In trying to come up with a grand unifying theory of performance anxiety, I proposed (at a talk I gave this summer) that the likelihood of its debilitating effects exist on the axes of two main components: preparation and self-concept.

I’ll be talking a whole lot about both of these in the coming months, and today’s post is something of an overview of the disparate elements that come together to create the right kind of practice.

So here they are: the four elements I feel contribute to excellent practice.

Each of these will have their own lengthier post, so just peruse these concepts at arms’ length and see how they line up with your thinking.
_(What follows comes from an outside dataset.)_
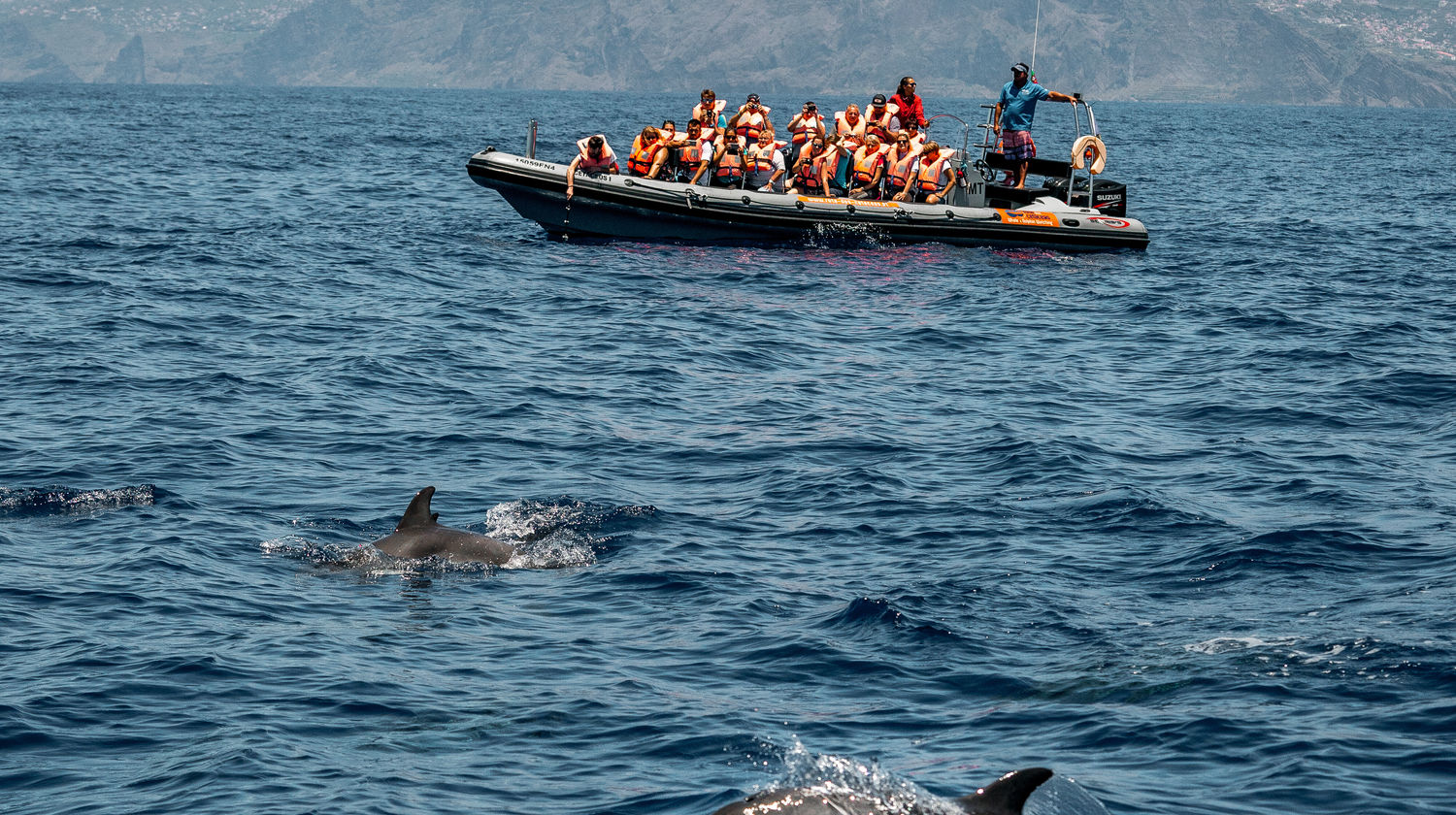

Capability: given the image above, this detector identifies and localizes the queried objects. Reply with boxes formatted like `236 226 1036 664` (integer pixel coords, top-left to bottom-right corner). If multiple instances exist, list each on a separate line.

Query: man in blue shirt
992 63 1076 189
Quality is something I see truly lacking in most students. Even among people who have already come to the conclusion that repeating a piece over and over is not the most efficient way forward, many players replace one low quality method for another: picking themselves to pieces rather than working from a set of ideals for which to strive.

This one is subtle, but important. The idea is to see whatever you’re working on as a piece of a larger task: honing yourself as a musician.
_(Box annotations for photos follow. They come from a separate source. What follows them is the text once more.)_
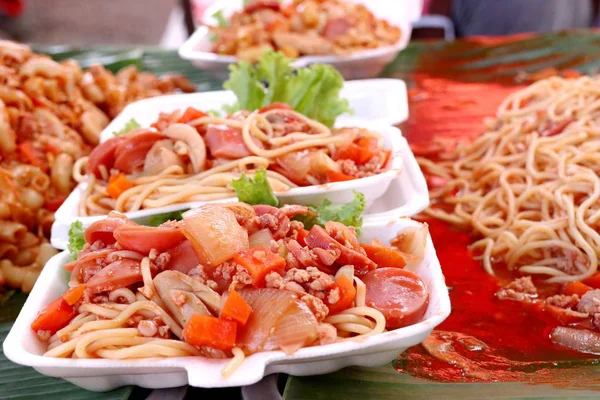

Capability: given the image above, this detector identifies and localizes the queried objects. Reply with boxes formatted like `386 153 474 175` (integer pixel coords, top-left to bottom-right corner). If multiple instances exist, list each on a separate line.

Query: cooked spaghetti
31 203 428 377
210 0 402 61
75 104 390 216
419 77 600 282
0 40 194 292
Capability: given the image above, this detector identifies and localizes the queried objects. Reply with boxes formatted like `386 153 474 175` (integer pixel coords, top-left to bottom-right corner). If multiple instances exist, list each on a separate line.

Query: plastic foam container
179 0 423 79
4 217 450 391
51 122 429 249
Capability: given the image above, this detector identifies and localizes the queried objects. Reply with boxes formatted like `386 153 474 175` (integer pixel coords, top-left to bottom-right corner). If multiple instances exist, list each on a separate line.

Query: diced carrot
183 314 237 350
233 247 285 287
360 244 406 268
327 171 356 182
258 102 293 114
31 296 77 334
357 137 377 165
583 272 600 289
563 281 592 297
177 107 208 124
19 140 50 171
327 275 356 314
221 290 252 326
63 284 85 306
296 229 308 246
106 173 133 199
541 304 587 325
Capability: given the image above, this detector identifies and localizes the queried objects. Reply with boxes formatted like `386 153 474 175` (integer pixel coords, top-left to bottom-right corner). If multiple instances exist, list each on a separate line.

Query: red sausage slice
83 218 125 244
113 224 185 254
362 268 429 329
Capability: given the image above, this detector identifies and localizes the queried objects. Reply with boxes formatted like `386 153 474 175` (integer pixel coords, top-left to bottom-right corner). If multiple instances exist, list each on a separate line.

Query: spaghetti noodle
419 77 600 282
74 105 389 216
32 203 428 378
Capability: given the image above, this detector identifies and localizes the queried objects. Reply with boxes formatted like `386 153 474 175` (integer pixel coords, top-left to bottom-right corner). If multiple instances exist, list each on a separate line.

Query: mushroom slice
154 270 221 326
163 123 206 173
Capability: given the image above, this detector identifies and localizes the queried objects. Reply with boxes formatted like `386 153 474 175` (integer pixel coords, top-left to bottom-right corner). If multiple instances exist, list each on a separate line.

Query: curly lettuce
231 168 279 207
223 51 351 126
67 220 85 260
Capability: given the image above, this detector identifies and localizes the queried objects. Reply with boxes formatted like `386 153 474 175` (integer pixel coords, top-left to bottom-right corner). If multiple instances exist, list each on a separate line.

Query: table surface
0 31 600 399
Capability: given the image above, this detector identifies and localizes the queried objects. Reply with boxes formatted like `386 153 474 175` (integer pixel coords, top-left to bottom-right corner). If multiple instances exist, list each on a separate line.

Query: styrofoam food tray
4 218 450 391
100 79 408 142
50 123 429 249
179 0 422 79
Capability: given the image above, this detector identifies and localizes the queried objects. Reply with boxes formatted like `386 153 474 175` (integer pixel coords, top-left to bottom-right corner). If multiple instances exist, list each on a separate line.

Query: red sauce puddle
395 76 600 388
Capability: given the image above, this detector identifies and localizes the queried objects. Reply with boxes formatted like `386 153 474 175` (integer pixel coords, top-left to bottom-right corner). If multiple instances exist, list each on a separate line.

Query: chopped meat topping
153 252 171 271
577 289 600 315
327 287 340 304
35 329 52 343
171 290 187 307
300 294 329 322
546 294 579 309
496 276 537 302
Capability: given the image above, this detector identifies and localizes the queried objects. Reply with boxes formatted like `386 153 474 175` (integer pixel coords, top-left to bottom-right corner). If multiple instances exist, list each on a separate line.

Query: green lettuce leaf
231 168 279 207
223 51 351 126
148 209 188 226
67 220 85 260
213 10 229 28
113 118 141 136
298 191 366 232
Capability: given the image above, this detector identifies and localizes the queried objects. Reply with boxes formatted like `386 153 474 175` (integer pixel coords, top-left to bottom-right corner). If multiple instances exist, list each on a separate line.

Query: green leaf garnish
231 168 279 207
113 118 141 136
298 191 366 231
212 10 229 28
223 51 351 126
67 220 85 260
Most students who are struggling are not honest. There is a real hesitance to look unflinchingly at the task at hand, but when we fail to do so, we only harm ourselves. Everyone else can see what we’re doing and not doing. Denial does not preserve dignity, and honesty does not always end in hopelessness. Honesty requires you to know, intimately, what you’re good at, for instance. When you’re good at something, you don’t have to work at that so much any more. You can turn your attention to other things that are not so well in hand. I think many people are overly harsh towards themselves as a sort of reflex: that perhaps we might insulate ourselves from shame if only we find fault with everything. Of course, that means you’re still not seeing your playing clearly, so the despair continues.
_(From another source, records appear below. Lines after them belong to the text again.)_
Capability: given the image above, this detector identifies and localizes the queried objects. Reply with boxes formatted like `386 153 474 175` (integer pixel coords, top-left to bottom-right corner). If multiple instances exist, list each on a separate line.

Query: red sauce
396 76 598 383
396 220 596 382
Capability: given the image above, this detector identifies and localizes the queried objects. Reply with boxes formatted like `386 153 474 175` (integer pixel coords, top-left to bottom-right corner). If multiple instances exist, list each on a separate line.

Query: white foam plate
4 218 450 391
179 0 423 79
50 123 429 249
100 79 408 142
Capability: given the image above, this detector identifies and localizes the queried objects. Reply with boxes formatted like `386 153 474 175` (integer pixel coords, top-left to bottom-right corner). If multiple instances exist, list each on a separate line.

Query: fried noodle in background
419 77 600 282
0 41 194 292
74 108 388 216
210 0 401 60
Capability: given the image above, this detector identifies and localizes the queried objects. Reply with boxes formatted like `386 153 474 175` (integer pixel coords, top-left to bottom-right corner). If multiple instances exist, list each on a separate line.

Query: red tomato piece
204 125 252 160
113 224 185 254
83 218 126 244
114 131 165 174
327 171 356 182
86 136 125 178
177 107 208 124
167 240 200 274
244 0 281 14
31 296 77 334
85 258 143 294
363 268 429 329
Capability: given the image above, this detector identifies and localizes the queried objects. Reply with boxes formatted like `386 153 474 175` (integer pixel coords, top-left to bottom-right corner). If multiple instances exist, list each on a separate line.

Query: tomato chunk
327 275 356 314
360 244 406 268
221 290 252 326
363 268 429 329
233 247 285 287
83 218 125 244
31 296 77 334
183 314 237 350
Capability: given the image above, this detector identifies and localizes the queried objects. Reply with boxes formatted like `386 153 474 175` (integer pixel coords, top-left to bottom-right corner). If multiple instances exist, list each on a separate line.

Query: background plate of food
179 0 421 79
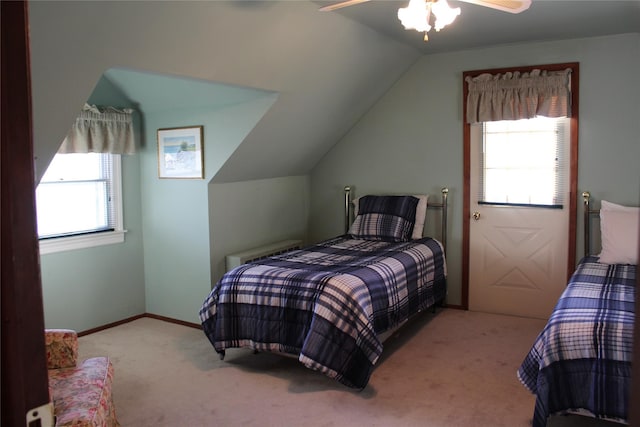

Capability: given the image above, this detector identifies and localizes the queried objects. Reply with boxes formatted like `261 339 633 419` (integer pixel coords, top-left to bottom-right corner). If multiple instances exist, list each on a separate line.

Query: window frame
472 117 571 209
38 154 127 255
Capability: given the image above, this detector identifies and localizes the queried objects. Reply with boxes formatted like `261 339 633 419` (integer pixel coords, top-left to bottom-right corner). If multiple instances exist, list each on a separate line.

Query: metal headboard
582 191 600 256
344 185 449 253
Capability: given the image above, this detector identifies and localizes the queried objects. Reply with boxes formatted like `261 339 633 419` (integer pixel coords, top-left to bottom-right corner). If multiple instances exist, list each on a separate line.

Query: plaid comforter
200 236 446 388
518 257 637 427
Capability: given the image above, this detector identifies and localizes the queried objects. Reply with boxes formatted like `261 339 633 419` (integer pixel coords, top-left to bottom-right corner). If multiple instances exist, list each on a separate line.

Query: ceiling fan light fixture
431 0 460 31
398 0 460 41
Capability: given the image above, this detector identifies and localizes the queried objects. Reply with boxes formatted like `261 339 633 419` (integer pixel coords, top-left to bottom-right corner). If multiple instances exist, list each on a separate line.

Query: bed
200 187 448 389
517 192 640 427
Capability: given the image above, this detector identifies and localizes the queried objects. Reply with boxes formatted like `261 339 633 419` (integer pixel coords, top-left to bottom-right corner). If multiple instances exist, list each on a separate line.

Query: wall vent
226 240 302 271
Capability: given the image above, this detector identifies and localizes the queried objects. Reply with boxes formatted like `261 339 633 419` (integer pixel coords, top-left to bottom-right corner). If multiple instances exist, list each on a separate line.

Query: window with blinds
478 117 570 209
36 153 120 239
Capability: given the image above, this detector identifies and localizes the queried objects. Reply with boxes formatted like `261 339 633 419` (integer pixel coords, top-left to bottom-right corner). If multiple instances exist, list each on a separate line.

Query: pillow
352 194 429 240
349 196 418 242
598 201 640 264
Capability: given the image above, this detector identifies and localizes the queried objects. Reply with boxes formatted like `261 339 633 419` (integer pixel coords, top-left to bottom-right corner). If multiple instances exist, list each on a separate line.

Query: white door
469 118 569 319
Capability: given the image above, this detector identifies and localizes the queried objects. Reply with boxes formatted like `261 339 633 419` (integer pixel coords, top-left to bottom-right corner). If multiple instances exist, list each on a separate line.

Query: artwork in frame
158 126 204 179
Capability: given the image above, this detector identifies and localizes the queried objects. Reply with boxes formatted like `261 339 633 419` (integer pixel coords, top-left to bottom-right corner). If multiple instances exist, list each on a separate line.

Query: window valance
466 69 571 123
58 104 135 154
This is just about ethic more than anything. I tell all of my students: playing something correctly is the beginning of practice, not the end. When an Olympic figure skater nails a tricky jump for the first time, she sets about making it part of her; repeating it until it is unassailable. Too often, victory is followed promptly by moving on. It is not reveling in victory to repeat that which you have newly learned. Is if the essence of skill to do exactly that.